As for my comments about Ireland, this is the latest sign that the developed economies are over-leveraged and have to go along with the effects of de-leveraging. While Ireland might be the most visible patient amongst the developed countries, Spain’s size and problems are casting a shadow, and will eventually need to be dealt with. And when the Spanish problems come home to roost, this will be big enough to overwhelm the system, with very bad consequences for the banking system of the developed countries. Politicians will do what they can to sweep the lesser problems ofGreece and Ireland under the rug, yet the smaller problems will not go away, and how they handle the small problems will determine what they will do when the EU has to deal with a default by Spain, with its hundreds of billion euros of debt. Expect to see much more from me about Spain over the next month, as I want to get ahead of that situation before Spain derails the EU’s delicate balancing act, as I think it will.

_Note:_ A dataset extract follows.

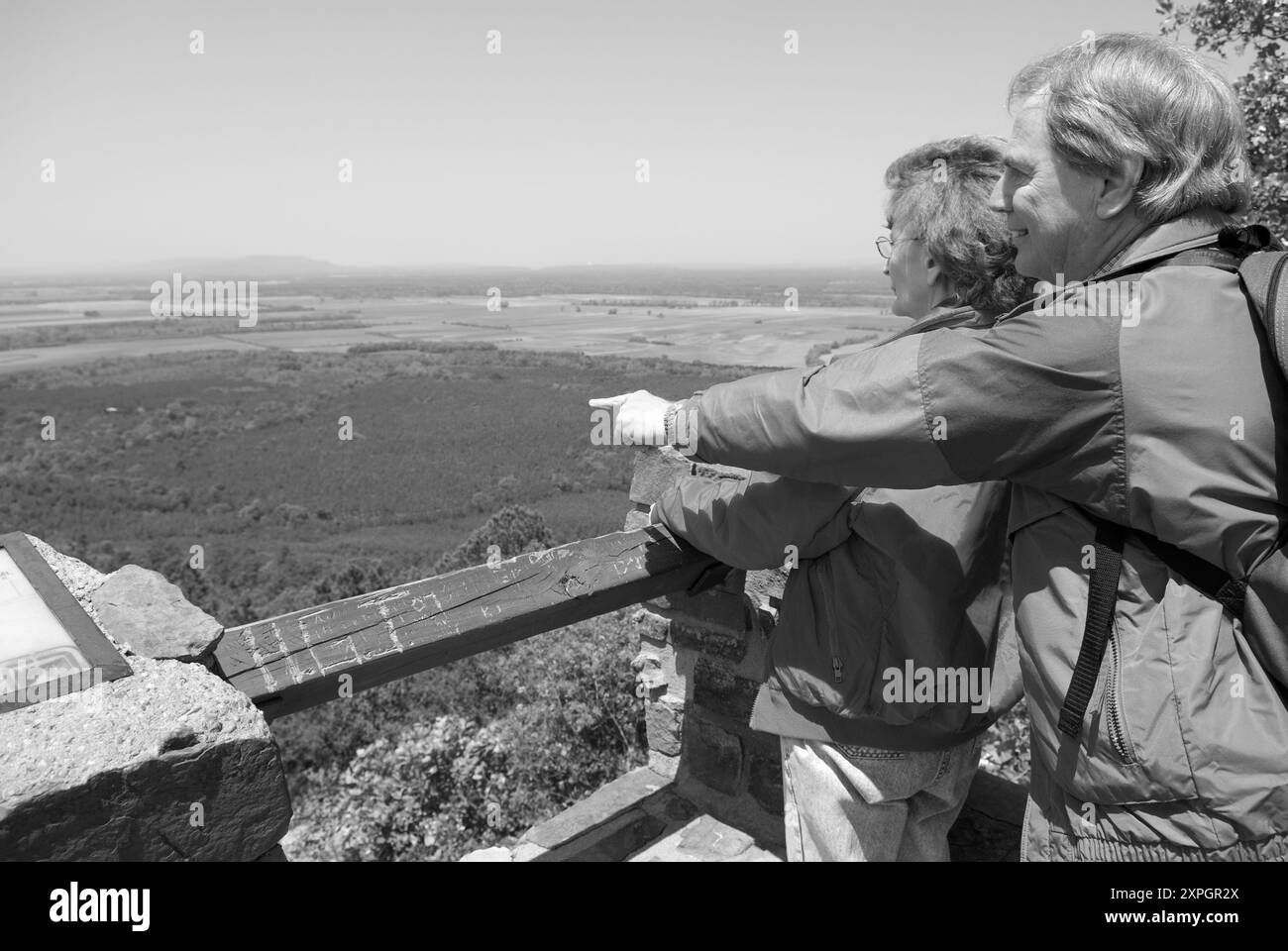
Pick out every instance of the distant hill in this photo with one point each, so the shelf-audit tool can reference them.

* A reader writes in with this comment:
“I had a long talk with someone who I think is extremely bright and worth just under a billion, yet hisdiversification strategy is not into metals, (precious or otherwise), but into Timber and Water Rights – believing these will be scarce and appreciating assets. He is worried that the problems in the Euro will eventually cause the wall of money to flow back to the US, with commodities taking it on the chin. What are your thoughts?”

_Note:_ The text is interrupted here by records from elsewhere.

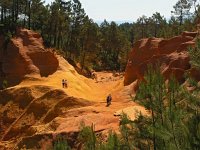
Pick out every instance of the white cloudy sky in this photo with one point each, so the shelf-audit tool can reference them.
(125, 10)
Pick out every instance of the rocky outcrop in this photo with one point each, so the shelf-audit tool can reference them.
(171, 54)
(25, 55)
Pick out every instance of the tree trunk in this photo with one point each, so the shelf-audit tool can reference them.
(29, 15)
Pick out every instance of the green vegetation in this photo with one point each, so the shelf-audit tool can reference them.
(174, 123)
(64, 25)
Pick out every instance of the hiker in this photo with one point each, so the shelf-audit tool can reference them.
(109, 99)
(94, 76)
(63, 83)
(66, 85)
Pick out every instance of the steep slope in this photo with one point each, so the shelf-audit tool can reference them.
(36, 105)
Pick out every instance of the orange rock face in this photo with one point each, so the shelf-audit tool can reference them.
(24, 55)
(171, 54)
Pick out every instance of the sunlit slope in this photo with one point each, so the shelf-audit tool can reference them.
(78, 85)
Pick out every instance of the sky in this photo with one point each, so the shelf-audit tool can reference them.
(125, 10)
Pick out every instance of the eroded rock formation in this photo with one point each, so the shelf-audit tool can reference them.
(25, 55)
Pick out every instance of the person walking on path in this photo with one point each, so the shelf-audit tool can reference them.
(66, 84)
(108, 100)
(63, 83)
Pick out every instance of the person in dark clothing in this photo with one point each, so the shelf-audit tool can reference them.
(63, 83)
(109, 99)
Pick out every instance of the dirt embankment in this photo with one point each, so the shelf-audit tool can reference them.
(171, 54)
(37, 106)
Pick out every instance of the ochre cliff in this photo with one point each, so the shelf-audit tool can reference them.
(171, 54)
(25, 55)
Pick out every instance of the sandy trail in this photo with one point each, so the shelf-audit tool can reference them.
(65, 108)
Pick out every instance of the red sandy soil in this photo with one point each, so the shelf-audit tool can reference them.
(171, 54)
(37, 105)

I do agree that real assets will hold value as the fiat monies of the world proliferate. The deflationists view is that, as debts default or are extinguished, then that will reduce the amount of money in the economies, and as such, money (cash), becomes that which is in short supply and in demand, to the detriment of real assets. Whether or not the Fed can create inflation, it is obvious that they are doing whatever they can to prevent money from becoming scarce. On top of that, government policies still supports the extension of credit to homeowners who do not have good credit, and in some cases, do not deserve an extension of credit. This is where the battle lines between deflation, dis-inflation and inflation are being drawn. Based on current proclivities by the Fed to keep printing money, I will go along with the inflationary investing strategy. To that end, I do agree with the strategy of owning real assets. It is hard for the average, or even wealthy person, to own water rights or large tracts of timber properties. It is possible for the average person to own shares in companies which have such assets in their portfolios. This is an endeavor which I support, but I do not have the band width to make recommendations to that end. Lastly, when I have looked at some resource stocks, it occurs to me that these have come a long way since March of 2009. To that end, I feel better buying into these properties with some sort of market correction.
As for your acquaintances opinion that money coming to the US, at the expense of Europe, I do not think that will have much of an impact on commodity prices. Although, if we rewind what happened last May/June, when Greece was in the news, gold and silver did pretty well, while commodities suffered, as did stocks. Commodities seem to correlate with the general stock market, while precious metals will do well when fiat currencies are in trouble. After Europe goes, and we are onto QE4, the proliferation of dollars will help bring back commodities and precious metals, altogether.